The Honorable Woman, Sundance Channel. This miniseries dramatized the ongoing Israeli/Palestinian conflict as seen through eyes of an opportunistic yet idealistic media mogul, played perfectly by Maggie Gyllenhaal. It’s a perfect example of the kind of rich roles TV is providing with increasing frequency, especially to women, as opposed to today’s movie roster.
Inside Amy Schumer, Comedy Central. Season 3 of this bold comic’s TV series premieres Tuesday, and I expect it to be just like the previous seasons: A buffet of off-center insights, interviews and comic bits from the person who comes closest to being the female Louis C.K. Or maybe, before too long, he’ll be thought of as the male Amy Schumer.
Jane the Virgin, CW. Gina Rodriguez, who headlines this show, was one of the early, and few, breakout TV stars of the fall. As both actress and character, her Jane is so fresh and vibrant, it’s helped propel this witty, frothy adaptation of a Venezuelan telenovela into one of the year’s freshest and most successful TV experiments.
The Knick, Cinemax.

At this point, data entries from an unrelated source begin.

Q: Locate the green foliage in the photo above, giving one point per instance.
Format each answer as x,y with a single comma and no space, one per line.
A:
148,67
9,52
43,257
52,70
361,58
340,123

Starring Clive Owen as a New York turn-of-the-century doctor (but early 1900s, not early 2000s), this drama series was directed by Steven Soderbergh with an almost gothic feel. Addictions ran deep among the hospital staff – and this Cinemax series became addictive, too, giving that network its most impressive original production to date.
Last Week Tonight with John Oliver, HBO. This show is well into Season 2 now, but it didn’t take this Daily Show alumnus long to establish its unique hallmark in Season 1: the ability, as well as the desire, to present an extended, involved piece on the topic of the week. I learn something almost every week – and I laugh out loud almost every week, too.
Rectify, Sundance. Aden Young stars in this grim character study as a Death Row inmate released after a long incarneration, and unsure about what to do next, or where or how to fit in. I think he may be the most passive protagonist in TV history – he seldom makes a decision on his own, but just gets buffeted from one person and confrontation to the next. But that’s not a complaint. In the hands of this series, it’s a quiet, amazing wonder.